Matteo Renzi made the pledge just hours after another powerful quake hit the centre of the country.
“We will rebuild everything, the houses, the churches and the businesses,” Renzi told reporters. “Everything that needs to be done to rebuild these areas will be done.”
Italy is living through difficult times, Renzi added, but he promised a massive reconstruction effort in the years ahead, regardless of any possible objections from the EU over the eventual costs.
What the Pope said
Pope Francis said he was praying for the victims of Italy’s latest earthquake.
Speaking at his weekly Angelus prayer at the Vatican, the pontiff expressed his solidarity with the quake-hit communities.
“I express my closeness to the population of central Italy hit by the earthquake,” Francis said.
Both spoke in the wake of a 6.6 magnitude tremor that struck Italy on Sunday morning.
It hit the same central regions that have been rocked by repeated tremors since August 24.
Emergency services reported widespread damage in the latest earthquake, but no initial deaths.
“No deaths have been reported, but there are a number of people injured,” said Civil Protection chief Fabrizio Curcio.
He added that one person is in a serious condition.
Experts say it is the strongest tremor since a 6.9 quake in southern Italy in 1980, in which 2,735 people were killed.
Panicked residents ran onto the streets of the historic Umbrian walled town of Norcia, 100 km from Perugia and near the epicentre of the ‘quake.
The town’s ancient Basilica of St.Benedict collapsed, leaving only its facade standing.
Nuns, monks and locals sank to their knees in the main square in silent prayer before the shattered church.
“This is a tragedy, it is a coup de grace. The basilica is devastated,” said Bishop Renato Boccardo.
The frescoed basilica, which is the spiritual, historic and tourist heart of Norcia, was built over the site of the home where the founder of the Benedictine order and his sister St. Scolastica were born in 480.
The basilica and monastery complex dates to the 13th century. Shrines to St Benedict and his sister have been built there since the 8th century.
Benedict founded the Benedictine order in Subiaco, near Rome.
He died in 530 in the monastery at Monte Cassino, south of Rome, which was destroyed during the Second World War but later rebuilt.
Nuns helped to safety
Nuns who had been living in a cloistered community were helped to safety in the walled Umbrian town of Norcia on Sunday, following a 6.6 magnitude earthquake.

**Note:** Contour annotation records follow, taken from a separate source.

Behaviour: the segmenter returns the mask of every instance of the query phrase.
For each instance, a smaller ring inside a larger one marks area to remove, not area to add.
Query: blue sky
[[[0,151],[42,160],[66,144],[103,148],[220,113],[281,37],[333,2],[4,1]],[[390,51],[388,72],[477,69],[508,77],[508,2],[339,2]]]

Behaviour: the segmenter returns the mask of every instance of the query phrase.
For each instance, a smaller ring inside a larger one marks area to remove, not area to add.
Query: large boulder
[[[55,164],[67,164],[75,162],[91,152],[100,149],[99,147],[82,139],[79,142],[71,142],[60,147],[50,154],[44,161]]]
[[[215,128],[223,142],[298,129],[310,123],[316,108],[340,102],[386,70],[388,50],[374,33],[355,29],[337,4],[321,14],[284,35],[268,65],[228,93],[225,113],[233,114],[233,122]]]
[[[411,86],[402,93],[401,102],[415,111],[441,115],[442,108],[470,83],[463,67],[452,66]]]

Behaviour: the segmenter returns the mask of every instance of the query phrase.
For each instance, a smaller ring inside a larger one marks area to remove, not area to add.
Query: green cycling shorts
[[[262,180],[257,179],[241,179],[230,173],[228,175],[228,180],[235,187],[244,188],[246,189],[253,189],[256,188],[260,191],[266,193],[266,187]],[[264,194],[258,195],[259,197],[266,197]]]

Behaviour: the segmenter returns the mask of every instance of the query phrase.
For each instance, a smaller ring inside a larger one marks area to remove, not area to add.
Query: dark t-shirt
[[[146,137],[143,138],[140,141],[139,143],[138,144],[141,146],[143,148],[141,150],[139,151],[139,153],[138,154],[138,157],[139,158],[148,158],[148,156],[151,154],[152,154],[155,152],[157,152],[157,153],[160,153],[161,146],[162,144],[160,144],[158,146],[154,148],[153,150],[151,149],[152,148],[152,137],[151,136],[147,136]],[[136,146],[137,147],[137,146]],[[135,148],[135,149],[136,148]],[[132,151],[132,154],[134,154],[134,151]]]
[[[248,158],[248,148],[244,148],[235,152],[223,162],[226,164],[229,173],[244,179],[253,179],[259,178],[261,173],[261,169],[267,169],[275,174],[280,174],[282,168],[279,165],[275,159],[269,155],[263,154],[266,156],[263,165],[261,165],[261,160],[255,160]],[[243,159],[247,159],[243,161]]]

The sisters, who normally have no contact with the outside world, were seen scurrying down rubble-strewn streets before being guided to safety by firefighters.
One was carried to safety along the road.
Italy’s Civil Protection Unit, which coordinates disaster relief, says numerous houses were destroyed in the regions of Umbria and Le Marche.
The majority were deserted at the time, or the residents managed to escape.
Coffins peeked out of tombs in a cemetery near the town of Visso.
The latest quake was felt across much of Italy.
It struck at 0740 am and its epicentre was close to Norcia, around 100 km from the city of Perugia.
Warnings of more
Italy sits on two geological fault lines.
This makes it one of the most seismically-active countries in Europe.
Gianluca Valinsese, a scientist at Italy’s National Institute for Geophysics and Vulcanology, has warned the latest series of quakes could continue for weeks in a domino-effect along the central Apennine fault system.